My opinion surrounding the step-up has changed in recent years. It used to be an exercise I rarely programmed or cared about. But after seeing the research and anecdotal evidence and spending more time doing them, I’m sold, especially for glute development.
Step-ups are excellent for developing the glutes. They elicit high glute muscle activation due to stabilizing the knee and hip while simultaneously extending the hip—the primary role of the glutes.
Safe to say, step-ups are a brilliant way to get a bigger butt. But which type of step-up? And how do you do them effectively?
Are Step Ups Good For Glutes?
Steps are an excellent glute exercise. Research has shown the step-up to elicit the highest gluteus maximus muscle activity compared to any other exercise . In ranked order top to bottom, these are the step-up variations with the highest glute activation:
- Step Up
- Lateral Step Up
- Diagonal Step Up
- Crossover Step Up
The step-up recruits the glutes so well because they extend the hip while stabilizing the pelvis and knee. Interestingly, there’s also anecdotal evidence from the world of international Weightlifting.
This article details how the Bulgarian Weightlifting team dropped the back squat in favor of the step-up. Many lifters hit personal snatch and clean & jerks, with the world record holder Leonid Taranenko only performing the step-up for heavy leg training in the four years leading to his record.
What’s most interesting is how the coaches remarked the step-up developed more complete muscularity of someone who also sprinted and jumped versus someone who just lifted heavy weights.

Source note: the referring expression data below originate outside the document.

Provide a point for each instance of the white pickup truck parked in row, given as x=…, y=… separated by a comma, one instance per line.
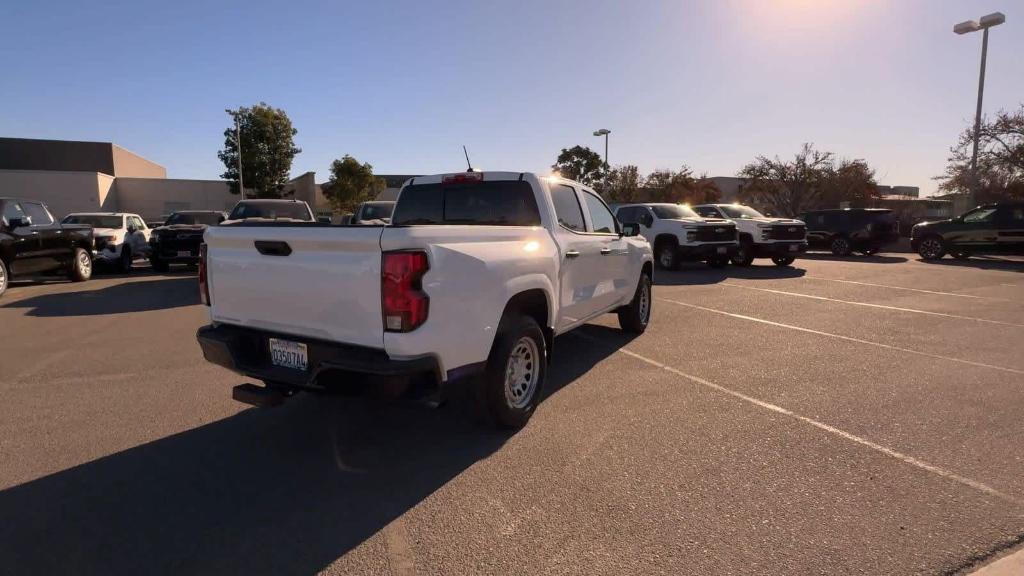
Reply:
x=760, y=236
x=474, y=277
x=678, y=234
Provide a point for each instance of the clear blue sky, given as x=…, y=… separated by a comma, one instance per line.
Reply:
x=404, y=84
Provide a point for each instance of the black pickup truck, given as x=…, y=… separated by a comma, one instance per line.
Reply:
x=33, y=243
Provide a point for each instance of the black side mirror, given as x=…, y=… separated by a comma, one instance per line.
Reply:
x=20, y=222
x=631, y=229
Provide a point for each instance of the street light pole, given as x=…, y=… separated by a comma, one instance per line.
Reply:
x=238, y=144
x=983, y=25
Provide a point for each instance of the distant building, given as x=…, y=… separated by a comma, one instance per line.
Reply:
x=82, y=176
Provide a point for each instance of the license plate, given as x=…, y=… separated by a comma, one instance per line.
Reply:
x=289, y=355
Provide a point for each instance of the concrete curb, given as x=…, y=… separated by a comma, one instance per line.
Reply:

Essentially, your legs and glutes will look more athletic using the step-up over the squat for glutes. It’s important to note that you need to do your step-ups heavily and stand up straight. Not this bodyweight step over the box keeping your knees bent and butt out.
That will do nothing for you. The largest glute muscle, the gluteus maximus, requires heavy loads to be fully recruited .
How To Do Step-Ups For Glutes
One modification you must make to target the glutes with the step-up is to increase the box height. A higher box means greater hip flexion. That means the glutes do more work to extend the hip.
How high should the box be? You can vary the height based on the session but typically just above where the top of your thigh is parallel with the floor. Here’s how to do it:
- Standing with the box in front of you, step your right foot onto the box. Drive through your full foot with minimal push from your back leg.
- Extend the leg and finish with your left foot on the box. Slowly return your left foot to the floor to lower yourself down. Repeat on the same leg or alternate legs.
You may notice that some individuals do all reps on one leg versus alternating the other. Some people will leave the foot on the box for all reps. In my experience, the best way to do these is to do all reps on one leg before switching to the other.
For example, if you have 3 x 6, you would do 6 reps on your right leg, 6 on your left leg, then rest. I will also keep my foot on the box but lift it to place it back down for each rep. It feels better doing this and mimics the step for each rep.
Regarding loading, I prefer the barbell on my back as loading heavy enough holding dumbbells can be challenging.
Step-Up Workout For Glutes
A1) Barbell Step-Up 5 x 8
B1) Romanian Deadlift 4 x 8
C1) Hip Thrust 3 x 15
I slept on the step-up for too long to get big glutes. Don’t do the same. Start with a box that brings the top of your thigh slightly above parallel, and slowly work to higher box heights. Increase the loading with a bar on your back, and you have a recipe for sprinters’ legs.
1. Neto, W. K., Soares, E. G., Vieira, T. L., Aguiar, R., Chola, T. A., de Lima Sampaio, V., & Gama, E. F. (2020). Gluteus maximus activation during common strength and hypertrophy exercises: A systematic review. Journal of sports science & medicine, 19(1), 195.
2. Beardsley, C., & Contreras, B. (2014). The increasing role of the hip extensor musculature with heavier compound lower-body movements and more explosive sport actions. Strength & Conditioning Journal, 36(2), 49-55.